Bush, Trump y Putin
El mandatario estadounidense estaba asombrado. Era cómo el gobernante ruso había tratado de influir en él. Lo dicho y la forma, eso le seguía causando asombro. “No está bien informado”, se quejó. “Es como discutir con un alumno de octavo grado con sus datos equivocados”.
George W. Bush era el presidente y recordaba ante sus invitados una reunión con Vladimir Putin. Se veía preocupado.
Aunque cuando uno lee los detalles de los encuentros entre Bush y Putin se preocupa más, porque hoy quien ocupa la Casa Blanca es Donald Trump.
Fue en el verano de 2006. Habían transcurrido cinco años desde que Bush pronunciara unas palabras que luego ha lamentado siempre. Aquello de que le había mirado a los ojos a Putin y encontrado que era un hombre “de fiar”: de declaración ilusa y hasta estúpida, se había convertido en un error a reconocer una y otra vez. Ahora, en Camp David, durante una visita del primer ministro de Dinamarca, Bush narraba a sus invitados una historia de creciente exasperación y distanciamiento en las relaciones bilaterales entre Moscú y Washington.
La referencia a Putin no era gratuita. Estaba a punto de realizarse la cumbre anual de las naciones del G-8 y por primera vez Rusia era el país anfitrión del evento. Bush temía que la sesión estuviera dominada por preguntas sobre un gobierno autocrático sirviendo de sede para una reunión de naciones democráticas.
“Creo que Putin ya no es un demócrata”, le dijo Bush semanas después al primer ministro de Eslovenia. “Es un zar. Creo que lo hemos perdido”.
El presidente Bush buscó un primer encuentro con Putin en 2001, porque entonces consideraba que la amenaza mayor para EEUU provenía de China y era mejor tener a Moscú de su parte.
Al principio atribuyó las demandas y la paranoia de Putin a quienes lo rodeaban, exonerando al presidente ruso.
Por ejemplo, en una conversación privada con Bush, Putin afirmó que Rusia había disminuido las importaciones de muslos de pollo estadounidense porque, de forma deliberada, les enviaban pedazos de menor calidad.
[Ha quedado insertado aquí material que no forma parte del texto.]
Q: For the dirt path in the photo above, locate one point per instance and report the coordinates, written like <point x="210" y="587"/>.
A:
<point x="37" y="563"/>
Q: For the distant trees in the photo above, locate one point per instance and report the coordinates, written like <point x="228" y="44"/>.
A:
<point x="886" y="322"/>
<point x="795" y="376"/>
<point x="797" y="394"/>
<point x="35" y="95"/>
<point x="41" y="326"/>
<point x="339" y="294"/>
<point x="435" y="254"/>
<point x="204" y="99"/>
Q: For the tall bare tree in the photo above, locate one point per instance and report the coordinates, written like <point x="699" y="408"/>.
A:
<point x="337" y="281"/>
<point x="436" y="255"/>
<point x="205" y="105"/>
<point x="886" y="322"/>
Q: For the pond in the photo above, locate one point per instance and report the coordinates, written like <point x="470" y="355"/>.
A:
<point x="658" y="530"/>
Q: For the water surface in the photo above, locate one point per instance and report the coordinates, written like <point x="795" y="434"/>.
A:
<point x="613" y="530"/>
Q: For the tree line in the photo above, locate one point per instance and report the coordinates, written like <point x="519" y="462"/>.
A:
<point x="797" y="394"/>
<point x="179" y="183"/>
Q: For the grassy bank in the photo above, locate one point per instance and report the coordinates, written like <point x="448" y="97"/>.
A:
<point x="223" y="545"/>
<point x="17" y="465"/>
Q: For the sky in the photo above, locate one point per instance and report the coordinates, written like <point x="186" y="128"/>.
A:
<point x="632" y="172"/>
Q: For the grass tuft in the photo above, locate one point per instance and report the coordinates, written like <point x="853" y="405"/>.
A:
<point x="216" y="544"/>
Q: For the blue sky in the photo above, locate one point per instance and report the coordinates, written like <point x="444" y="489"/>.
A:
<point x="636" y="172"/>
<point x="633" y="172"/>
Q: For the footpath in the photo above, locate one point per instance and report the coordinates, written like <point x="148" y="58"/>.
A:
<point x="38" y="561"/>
“Sé que tienen plantas procesadoras separadas, de pollos para América y de pollos para Rusia”, dijo Putin a Bush.
Bush estaba asombrado. “Vladimir, estás equivocado”.
“Mi gente me ha dicho que eso es cierto”, insistió Putin.
Sin embargo, las diferencias entre ambos fueron en aumento. Por ejemplo, en una reunión Putin defendió su control sobre la prensa en Rusia.
“No me vengan a dar lecciones sobre la libertad de prensa”, dijo, “no después de que despidieron a ese periodista”.
“Vladimir, ¿estás hablando de Dan Rather?”, preguntó Bush.
“Sí”, respondió Putin.
Bush le explicó a Putin que él personalmente no tenía nada que ver con que Rather perdiera su trabajo. “Te sugiero encarecidamente que no digas eso en público”, agregó. “Los estadounidenses pensarán que no entiendes nuestro sistema”.
Cuando hoy 16 de julio Trump y Putin se reúnan en Helsinki, Finlandia, el autócrata ruso seguirá tan ignorante de la democracia americana, pero tendrá a su lado alguien con quien compartir afinidades, opiniones y errores.
Trump ha hecho el milagro de dejar a los peces escuálidos y a los panes duros: uno comienza a ver con otros ojos a Bush: ya no lo contempla tanto como el incapaz y soberbio —ese ranchero millonario texano interpretado por Rock Hudson en Gigante—, ni tampoco solo como el jefe de Estado arrogante de una nación poderosa, interesada en venderle Coca-Colas y McDonald’s al resto del mundo.
Con Trump no hay película vista ni imaginada, y lo que quiere venderle a Europa son cohetes y bombas.
Sin pausa que refresque, Trump y Putin se reunirán a solas, sin traductores de por medio. Y se entenderán bien. Porque la razón puede hablar mil lenguas, pero el despropósito una y es poderosa.